Bénédict : Dieu maintienne votre Grâce dans cette disposition ! La figure de tel ou tel gentilhomme échappera ainsi à de fatales égratignures.
Béatrice : Si cette figure était comme la vôtre, les égratignures ne la rendraient pas pire.
Bénédict : En vérité, vous feriez un perroquet modèle.
Béatrice : Un oiseau parlant comme moi vaut mieux qu'une bête parlant comme vous.
Bénédict : Je voudrais que mon cheval eût la vitesse de votre langue et cette longue haleine. Au nom du ciel, continuez votre course ! Moi je m'arrête.
Acte II Scène 1 :
Béatrice parlant des hommes : Qu'en pourrais-je faire ? L'habiller de mes robes, et le prendre pour femme de chambre ? Celui qui a de la barbe est plus qu'un jouvenceau, et celui qui n'en a pas est moins qu'un homme. Or, celui qui est plus qu'un jouvenceau n'est pas pour moi ; et celui qui est moins qu'un homme, je ne suis pas pour lui. Aussi je consens à prendre pour douze sols toute la ménagerie des barbus, et à conduire tous ces singes-là en enfer.
Léonato : Eh bien, tu iras donc en enfer ?
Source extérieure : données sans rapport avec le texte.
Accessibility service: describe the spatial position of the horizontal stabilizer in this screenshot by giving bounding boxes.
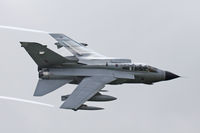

Béatrice : Non, seulement jusqu'à la porte. Là, le Diable viendra au devant de moi avec des cornes sur la tête, comme un vieux cocu qu'il est, et il me dira : « Allez au ciel, Béatrice, allez au ciel, il n'y a pas de place ici pour vous autres vierges. » Sur ce, je lui remets mes singes, et je pars pour le ciel ! Saint Pierre m'indique où demeurent les célibataires, et nous vivons là aussi gais que le jour est long.
Acte IV Scène 1 :
Claudio (à son amour Héro qu'il accuse de tromperie) : Héro ! Quelle héroïne tu eusses été, si la moitié seulement de tes grâces extérieures avait ennobli tes pensées et les inspirations de ton coeur ! Mais adieu ! Adieu, toi, si affreuse et si belle ! Adieu, pure impiété, pureté impie ! Pour toi, je fermerai désormais toutes les portes de l'amour ; le soupçon flottera sur mes paupières, pour changer toute beauté en symbole du mal et lui ôter la grâce.
[…]
Le moine : D'abord ceci, bien mené, devra, à l'égard de votre fille, changer la calomnie en remords ; c'est déjà un bien ; mais l'étrange expédient que j'imagine enfantera, je l'spère, de plus grands résultats. Censée morte, grâce à nos informations, au moment même où elle était accusée, elle sera pleurée, plainte, excusée pour tous ; en effet, il arrive toujours que nous n'estimons pas un bien à sa juste valeur, tant que nous en jouissons ; mais, dès qu'il nous manque, dès qu'il est perdu, ah ! alors nous en exagérons la valeur ; alors nous lui découvrons le mérite qu'il ne voulait pas nous montrer quand il était à nous.
Acte V Scène 3 :
Claudio (s'approchant du tombeau d'Héro et lisant un parchemin) : Frappée à mort par des langues calomnieuses fut Héro qui gît ici. En récompense de ses douleurs, la mort lui donne un renom immortel. Ainsi la vie, qui mourut de honte, vit de gloire dans la mort.